After Retirement: Second Childhood

Now, let’s shift our focus to the first few years just after retirement. With your help, our happy couple made the right decisions in the years just before retirement. They saved the great bulk of those extra dollars, invested them wisely, and now have a nest egg large enough to provide a prosperous retirement—one in which their lifestyle is very similar to their lifestyle before retirement. But they are retired, and this is the period of retirement that has the potential of being “a second childhood without parental supervision.” Whoopie! School is out and it’s time to play. Now the trick is to help these folks plan the rest of their retirement in a way that deals realistically with their needs, but still frees them to shift financial resources into this active phase of their retirement. There are issues that need to be dealt with: longevity, medical care, the possible need for nursing care, changing requirements for their residence, their desires to leave an inheritance, investment returns, inflation and so on—all the familiar retirement planning issues. When all is said and done, however, the question remains, “What is the purpose of having saved all this money for retirement?” The quick and easy response is, “To provide financial security,” but this is not a time of subsistence living. Financial planners are trying to respond to their clients’ desire to capture the full potential of modern American retirement—not just to keep the wolf away from the door.

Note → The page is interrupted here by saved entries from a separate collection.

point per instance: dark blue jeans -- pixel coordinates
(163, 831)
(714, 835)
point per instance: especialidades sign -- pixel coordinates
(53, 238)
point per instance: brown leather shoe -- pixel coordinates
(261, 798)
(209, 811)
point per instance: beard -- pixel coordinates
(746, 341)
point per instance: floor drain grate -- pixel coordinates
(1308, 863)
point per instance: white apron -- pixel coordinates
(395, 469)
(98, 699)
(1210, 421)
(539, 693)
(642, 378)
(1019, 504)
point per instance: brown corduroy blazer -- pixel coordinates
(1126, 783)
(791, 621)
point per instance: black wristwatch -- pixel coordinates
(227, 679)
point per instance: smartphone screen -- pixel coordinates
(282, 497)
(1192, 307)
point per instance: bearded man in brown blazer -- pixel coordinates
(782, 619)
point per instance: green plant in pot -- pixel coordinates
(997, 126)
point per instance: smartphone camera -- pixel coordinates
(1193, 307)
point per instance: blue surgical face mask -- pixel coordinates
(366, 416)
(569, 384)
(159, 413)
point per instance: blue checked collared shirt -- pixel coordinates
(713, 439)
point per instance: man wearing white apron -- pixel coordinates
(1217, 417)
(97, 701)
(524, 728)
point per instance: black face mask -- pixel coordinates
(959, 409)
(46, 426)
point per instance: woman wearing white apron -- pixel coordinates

The trick to capturing the full potential of this complicated, very long and expensive retirement is to create a comprehensive financial plan that shows the retiree exactly what is available for grasping the fun and excitement of the first few years of retirement. These first few years are the time when their health, vigor and enthusiasm are likely to be at a peak, and capturing the full potential of those years is at the very top of the list in terms of important retirement decisions.

The role of financial planning has never been more important as millions of Americans reach out to grasp the reality of modern retirement. It will help them understand just how to do that if we can get them focused on the important decisions that tend to cluster in the Decision Decade.

Endnote

  1. This comes from my friends at Delaware Investments who have dubbed this concept “The Delaware Decision Decade.”

Michael K. Stein, CFP, is vice president of EMSTCO, LLC, in Boulder, Colorado, and author of The Prosperous Retirement.